2008/02/07

Façamos então um esforço…


… para escrever sobre o momento da educação em Portugal. Na grande pausa que fiz passou-se muita coisa a que não terei ligado suficientemente. Ao regressar, a minha memória recente não deixaria de encontrar motivos para recuperar o tema ao qual dediquei a minha vida; mas a um desafio da Saltapocinhas não poderia ficar indiferente. Vou no entanto tentar ir mais longe do que me foi pedido, e em vez de dizer apenas o que penso da avaliação dos professores vou tentar dar opinião sobre muitos mais aspectos da realidade presente no campo da educação.

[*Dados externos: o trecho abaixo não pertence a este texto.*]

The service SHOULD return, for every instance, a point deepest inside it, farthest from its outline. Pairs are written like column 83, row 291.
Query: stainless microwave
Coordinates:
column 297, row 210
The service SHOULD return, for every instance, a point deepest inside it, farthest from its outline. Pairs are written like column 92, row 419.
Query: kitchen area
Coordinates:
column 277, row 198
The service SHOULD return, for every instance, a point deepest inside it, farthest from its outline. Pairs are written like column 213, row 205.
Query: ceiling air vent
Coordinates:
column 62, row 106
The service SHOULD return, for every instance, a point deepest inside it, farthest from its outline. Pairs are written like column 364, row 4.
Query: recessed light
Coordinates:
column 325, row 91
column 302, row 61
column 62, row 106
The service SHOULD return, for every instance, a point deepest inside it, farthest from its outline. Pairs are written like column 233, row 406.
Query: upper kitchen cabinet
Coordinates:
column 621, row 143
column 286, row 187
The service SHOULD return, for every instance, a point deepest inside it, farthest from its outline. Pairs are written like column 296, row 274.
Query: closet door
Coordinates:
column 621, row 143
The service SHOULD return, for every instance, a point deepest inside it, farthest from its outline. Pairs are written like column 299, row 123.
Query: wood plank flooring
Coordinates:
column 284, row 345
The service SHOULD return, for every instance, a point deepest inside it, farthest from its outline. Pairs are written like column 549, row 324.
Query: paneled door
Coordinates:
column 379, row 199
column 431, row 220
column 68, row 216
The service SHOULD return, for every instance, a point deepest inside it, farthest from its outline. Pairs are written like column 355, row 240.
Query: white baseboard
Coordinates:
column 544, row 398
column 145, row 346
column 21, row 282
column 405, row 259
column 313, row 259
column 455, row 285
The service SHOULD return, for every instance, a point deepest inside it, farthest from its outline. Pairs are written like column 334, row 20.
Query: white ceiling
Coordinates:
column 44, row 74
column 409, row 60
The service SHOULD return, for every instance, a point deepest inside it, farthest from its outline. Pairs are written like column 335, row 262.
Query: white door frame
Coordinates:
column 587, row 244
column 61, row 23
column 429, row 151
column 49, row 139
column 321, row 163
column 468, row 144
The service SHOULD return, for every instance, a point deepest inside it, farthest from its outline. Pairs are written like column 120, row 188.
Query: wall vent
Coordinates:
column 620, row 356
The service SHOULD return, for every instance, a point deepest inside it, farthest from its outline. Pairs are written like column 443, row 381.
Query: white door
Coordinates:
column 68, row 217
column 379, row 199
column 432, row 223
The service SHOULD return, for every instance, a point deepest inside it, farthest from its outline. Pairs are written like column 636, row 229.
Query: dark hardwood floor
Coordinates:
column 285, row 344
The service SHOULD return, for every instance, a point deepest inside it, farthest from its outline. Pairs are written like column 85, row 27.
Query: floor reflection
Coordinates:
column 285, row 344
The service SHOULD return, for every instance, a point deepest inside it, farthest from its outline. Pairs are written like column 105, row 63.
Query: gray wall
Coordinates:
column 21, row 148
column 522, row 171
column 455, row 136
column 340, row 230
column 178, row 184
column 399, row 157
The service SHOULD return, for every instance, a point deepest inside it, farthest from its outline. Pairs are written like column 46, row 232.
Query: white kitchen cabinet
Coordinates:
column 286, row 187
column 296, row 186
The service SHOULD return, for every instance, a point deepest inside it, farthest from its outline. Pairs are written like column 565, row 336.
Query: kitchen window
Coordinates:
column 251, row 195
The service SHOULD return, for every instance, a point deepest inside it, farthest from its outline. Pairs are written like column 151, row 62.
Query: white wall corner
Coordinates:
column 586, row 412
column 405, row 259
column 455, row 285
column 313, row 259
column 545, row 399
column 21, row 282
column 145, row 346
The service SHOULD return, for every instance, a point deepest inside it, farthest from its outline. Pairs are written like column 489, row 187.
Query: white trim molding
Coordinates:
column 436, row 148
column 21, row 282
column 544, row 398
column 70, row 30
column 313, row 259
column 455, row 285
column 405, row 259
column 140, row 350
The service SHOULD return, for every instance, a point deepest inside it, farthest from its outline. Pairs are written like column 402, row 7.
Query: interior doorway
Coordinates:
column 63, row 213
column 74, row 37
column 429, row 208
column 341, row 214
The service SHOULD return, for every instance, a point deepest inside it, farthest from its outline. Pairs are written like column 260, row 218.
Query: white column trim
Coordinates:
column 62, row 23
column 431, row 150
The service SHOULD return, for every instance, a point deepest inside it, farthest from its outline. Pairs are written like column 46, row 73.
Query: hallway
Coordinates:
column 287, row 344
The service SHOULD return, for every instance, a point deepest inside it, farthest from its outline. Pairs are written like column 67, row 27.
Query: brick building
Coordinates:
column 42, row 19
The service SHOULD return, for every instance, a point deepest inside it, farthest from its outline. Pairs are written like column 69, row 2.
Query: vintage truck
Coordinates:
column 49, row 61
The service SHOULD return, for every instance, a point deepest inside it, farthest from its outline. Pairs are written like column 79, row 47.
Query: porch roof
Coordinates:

Em crónica recente no Público, intitulada “O fim das reformas”, Vital Moreira caracterizou assim o conjunto daquelas levadas a efeito pelo actual governo no âmbito da educação: “A reforma da educação recolocou o ensino nas prioridades da agenda política, incluindo o reordenamento e requalificação da rede escolar, a universalização do ensino pré-escolar, a nova disciplina da carreira docente, o alargamento do horário escolar, a mudança da gestão escolar”. Como síntese, parece-me bem.

Nos primeiros tempos do ministério de Maria de Lurdes Rodrigues (já existia este blog) estive na generalidade acordo com as suas iniciativas, com o natural desacordo num ou noutro ponto. Entretanto (e também aqui isso já foi referido) apercebi-me de aspectos importantes que começaram a ter reflexos na vida política da ministra. Pessoalmente, mostrou-se inábil no modo como actuou e muito pouco persuasiva quando expôs publicamente as suas ideias (na televisão, no parlamento), e nunca melhorou. Ao mesmo tempo, não mostra ter um conhecimento prático do que é uma escola a funcionar e mesmo a nível teórico revela fragilidades. Ainda que pense que um ministro não tem de ser um “expert” sobre todos os aspectos relacionados com a pasta que gere (para isso tem secretários de estado e assessores), essas fragilidades demonstram uma de duas coisas: ou não tem os apoios necessários ou então não os escuta e segue.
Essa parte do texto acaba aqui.